Dans ces circonstances, il nous incombe de retenir les propos de nos Sages figurant à la fin du traité Sotah, qui évoquent la pauvreté et les autres adversités qui auront cours à la période précédant la venue du Machia’h : « Sur qui devons-nous nous appuyer ? » Sur notre Père au Ciel. En d’autres termes, notre rôle principal consiste en cette période à renforcer notre Émouna et à nous appuyer sur notre Père au Ciel qui a pitié de nous et agit uniquement pour notre bien. » 

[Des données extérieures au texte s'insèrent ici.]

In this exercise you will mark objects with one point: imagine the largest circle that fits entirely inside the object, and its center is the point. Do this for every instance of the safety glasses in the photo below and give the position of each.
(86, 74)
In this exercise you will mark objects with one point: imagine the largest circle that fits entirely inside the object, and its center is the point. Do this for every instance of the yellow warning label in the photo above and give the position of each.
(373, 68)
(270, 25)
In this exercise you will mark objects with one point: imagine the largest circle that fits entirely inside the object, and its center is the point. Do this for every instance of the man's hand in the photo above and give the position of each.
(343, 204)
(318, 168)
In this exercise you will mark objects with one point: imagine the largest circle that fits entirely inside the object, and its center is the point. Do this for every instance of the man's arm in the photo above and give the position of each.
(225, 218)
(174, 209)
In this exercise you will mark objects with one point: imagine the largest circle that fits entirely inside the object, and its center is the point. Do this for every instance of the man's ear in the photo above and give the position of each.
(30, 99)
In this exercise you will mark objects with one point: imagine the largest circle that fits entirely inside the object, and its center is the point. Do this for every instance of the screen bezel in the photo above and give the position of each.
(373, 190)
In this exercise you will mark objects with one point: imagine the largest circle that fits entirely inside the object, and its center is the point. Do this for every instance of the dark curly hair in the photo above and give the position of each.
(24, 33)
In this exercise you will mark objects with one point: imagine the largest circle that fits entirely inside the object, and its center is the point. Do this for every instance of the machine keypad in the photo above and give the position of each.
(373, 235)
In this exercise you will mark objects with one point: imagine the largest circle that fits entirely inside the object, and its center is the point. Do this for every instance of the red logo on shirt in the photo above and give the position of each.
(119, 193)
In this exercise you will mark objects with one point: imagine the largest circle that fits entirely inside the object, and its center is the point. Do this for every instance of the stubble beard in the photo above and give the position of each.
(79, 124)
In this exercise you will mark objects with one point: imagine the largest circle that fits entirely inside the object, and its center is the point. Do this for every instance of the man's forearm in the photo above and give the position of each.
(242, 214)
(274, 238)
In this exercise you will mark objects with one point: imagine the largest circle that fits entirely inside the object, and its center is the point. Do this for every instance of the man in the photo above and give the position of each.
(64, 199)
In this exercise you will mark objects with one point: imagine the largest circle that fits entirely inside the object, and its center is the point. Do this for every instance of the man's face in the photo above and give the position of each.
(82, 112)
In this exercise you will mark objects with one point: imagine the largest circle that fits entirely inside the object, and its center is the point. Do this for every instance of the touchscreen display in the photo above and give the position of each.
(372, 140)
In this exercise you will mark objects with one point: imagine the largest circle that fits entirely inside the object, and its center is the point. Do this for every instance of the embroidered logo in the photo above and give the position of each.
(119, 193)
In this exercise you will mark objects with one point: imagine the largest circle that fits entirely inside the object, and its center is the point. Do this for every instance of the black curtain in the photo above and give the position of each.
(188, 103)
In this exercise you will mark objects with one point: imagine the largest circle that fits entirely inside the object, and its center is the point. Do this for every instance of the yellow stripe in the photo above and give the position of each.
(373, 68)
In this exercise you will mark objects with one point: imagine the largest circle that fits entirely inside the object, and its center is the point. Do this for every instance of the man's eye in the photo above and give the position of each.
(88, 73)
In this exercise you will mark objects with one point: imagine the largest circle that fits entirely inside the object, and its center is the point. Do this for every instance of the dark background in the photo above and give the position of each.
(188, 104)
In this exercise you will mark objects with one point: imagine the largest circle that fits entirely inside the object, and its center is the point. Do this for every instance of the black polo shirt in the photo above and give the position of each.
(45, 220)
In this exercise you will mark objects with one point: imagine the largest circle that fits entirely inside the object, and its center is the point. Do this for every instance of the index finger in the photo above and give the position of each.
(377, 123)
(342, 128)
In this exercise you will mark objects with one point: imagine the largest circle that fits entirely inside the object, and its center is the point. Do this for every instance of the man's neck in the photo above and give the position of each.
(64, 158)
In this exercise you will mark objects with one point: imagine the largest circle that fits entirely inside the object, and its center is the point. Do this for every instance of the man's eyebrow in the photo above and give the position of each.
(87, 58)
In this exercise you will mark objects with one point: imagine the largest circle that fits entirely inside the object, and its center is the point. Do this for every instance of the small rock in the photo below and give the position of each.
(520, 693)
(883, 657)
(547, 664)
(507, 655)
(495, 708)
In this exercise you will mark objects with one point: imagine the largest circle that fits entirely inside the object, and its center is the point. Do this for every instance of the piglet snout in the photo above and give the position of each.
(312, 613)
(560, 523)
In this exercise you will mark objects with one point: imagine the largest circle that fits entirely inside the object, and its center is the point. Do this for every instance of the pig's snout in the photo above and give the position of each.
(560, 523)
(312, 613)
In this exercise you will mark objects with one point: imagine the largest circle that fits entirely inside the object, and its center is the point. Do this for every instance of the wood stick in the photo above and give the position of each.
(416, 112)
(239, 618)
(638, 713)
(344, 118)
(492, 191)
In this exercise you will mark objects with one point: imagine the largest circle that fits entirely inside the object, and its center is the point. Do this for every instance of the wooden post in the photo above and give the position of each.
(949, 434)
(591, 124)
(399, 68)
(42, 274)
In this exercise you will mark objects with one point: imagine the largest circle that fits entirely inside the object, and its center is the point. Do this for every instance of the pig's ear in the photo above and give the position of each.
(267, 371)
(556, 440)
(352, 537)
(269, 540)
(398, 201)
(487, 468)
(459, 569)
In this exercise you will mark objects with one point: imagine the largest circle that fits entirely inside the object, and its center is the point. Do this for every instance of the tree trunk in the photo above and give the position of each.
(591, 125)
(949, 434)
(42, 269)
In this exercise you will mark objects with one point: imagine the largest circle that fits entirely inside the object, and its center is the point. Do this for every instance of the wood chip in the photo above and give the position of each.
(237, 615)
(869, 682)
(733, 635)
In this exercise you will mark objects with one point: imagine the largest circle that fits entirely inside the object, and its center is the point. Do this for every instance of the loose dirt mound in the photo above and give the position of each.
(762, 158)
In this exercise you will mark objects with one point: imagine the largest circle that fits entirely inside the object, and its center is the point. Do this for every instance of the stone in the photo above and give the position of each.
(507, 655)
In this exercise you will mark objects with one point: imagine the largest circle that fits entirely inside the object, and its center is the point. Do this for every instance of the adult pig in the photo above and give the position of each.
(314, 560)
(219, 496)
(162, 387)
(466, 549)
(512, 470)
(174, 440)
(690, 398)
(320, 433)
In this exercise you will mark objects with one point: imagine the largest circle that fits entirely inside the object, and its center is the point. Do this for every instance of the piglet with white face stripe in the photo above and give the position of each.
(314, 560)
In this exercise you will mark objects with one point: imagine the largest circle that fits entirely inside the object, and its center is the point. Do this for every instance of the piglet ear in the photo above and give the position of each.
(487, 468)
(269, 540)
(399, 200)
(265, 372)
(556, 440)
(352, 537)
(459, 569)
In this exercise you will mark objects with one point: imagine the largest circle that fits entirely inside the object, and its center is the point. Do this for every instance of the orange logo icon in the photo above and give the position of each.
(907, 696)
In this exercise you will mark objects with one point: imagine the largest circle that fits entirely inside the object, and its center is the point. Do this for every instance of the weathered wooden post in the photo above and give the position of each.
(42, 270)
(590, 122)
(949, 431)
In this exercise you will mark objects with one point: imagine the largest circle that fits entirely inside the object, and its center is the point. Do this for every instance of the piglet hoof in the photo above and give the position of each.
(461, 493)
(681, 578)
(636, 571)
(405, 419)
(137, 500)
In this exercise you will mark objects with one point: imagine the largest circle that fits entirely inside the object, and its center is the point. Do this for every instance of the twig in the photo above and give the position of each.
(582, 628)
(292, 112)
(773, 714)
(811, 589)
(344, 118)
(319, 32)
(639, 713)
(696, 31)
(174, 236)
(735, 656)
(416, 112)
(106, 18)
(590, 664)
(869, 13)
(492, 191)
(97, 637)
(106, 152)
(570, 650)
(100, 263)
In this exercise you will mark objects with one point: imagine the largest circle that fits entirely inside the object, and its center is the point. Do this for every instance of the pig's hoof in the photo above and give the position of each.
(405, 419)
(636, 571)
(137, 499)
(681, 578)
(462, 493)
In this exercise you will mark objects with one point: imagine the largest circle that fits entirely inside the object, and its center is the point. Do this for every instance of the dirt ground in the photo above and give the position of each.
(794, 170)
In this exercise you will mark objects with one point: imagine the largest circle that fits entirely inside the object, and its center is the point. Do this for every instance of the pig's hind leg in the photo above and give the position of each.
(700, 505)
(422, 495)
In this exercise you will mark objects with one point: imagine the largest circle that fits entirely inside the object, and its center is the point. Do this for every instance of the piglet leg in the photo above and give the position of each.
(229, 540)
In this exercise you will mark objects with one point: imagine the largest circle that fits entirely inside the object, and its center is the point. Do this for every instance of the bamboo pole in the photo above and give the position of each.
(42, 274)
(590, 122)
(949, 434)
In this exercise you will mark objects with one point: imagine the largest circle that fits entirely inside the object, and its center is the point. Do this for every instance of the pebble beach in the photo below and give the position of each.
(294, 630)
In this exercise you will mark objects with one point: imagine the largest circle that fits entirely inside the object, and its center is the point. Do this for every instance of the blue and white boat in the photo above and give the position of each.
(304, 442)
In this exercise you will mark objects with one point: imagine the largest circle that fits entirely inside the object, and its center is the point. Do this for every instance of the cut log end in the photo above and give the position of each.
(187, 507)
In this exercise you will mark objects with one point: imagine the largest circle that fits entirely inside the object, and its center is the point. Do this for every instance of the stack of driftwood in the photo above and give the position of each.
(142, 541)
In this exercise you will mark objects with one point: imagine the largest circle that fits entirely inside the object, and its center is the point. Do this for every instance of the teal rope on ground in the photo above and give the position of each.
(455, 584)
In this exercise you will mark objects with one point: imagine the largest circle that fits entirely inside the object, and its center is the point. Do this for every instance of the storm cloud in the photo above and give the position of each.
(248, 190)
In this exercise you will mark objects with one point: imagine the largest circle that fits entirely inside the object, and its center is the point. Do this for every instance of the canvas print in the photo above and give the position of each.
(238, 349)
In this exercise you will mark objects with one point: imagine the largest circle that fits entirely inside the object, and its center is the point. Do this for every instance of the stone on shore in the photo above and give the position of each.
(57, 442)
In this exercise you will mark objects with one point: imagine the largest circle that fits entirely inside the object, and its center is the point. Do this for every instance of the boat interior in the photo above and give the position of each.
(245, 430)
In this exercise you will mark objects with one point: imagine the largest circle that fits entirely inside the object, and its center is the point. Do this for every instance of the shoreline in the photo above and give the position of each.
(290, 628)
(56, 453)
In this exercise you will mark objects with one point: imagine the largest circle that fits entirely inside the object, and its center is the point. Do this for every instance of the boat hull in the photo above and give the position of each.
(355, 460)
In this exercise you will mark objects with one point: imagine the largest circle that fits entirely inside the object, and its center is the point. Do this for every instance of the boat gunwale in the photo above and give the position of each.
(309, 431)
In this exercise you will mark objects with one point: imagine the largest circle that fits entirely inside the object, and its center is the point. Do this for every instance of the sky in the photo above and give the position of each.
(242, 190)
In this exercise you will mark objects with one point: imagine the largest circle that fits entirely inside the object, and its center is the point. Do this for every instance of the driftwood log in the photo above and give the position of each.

C’est le sens de cet écrit (Dévarim 16,16) : « Et tu seras seulement joyeux » dit à propos de la fête de Soukot, « le temps de notre joie », propice pour se renforcer dans la vertu de la joie : « Et tu seras seulement » : même lorsque tu es dans la dimension du « seulement », qui est un langage de privation, comme l’indique la Guémara (Sanhédrin 49a), lorsqu’il te manquera de la Parnassa, etc., malgré tout, tu seras joyeux. 
À ce sujet, nos Maîtres ont dit (Souka 48a) : « Tu seras seulement joyeux », signifie que l’on doit inclure dans la joie également le dernier jour de fête » : même à la dernière période du sombre exil, qui ressemble à la nuit, sois également joyeux, car c’est en réalité un jour de fête, car tout est pour le bien.
‘Hag saméah, Chabbat Chalom !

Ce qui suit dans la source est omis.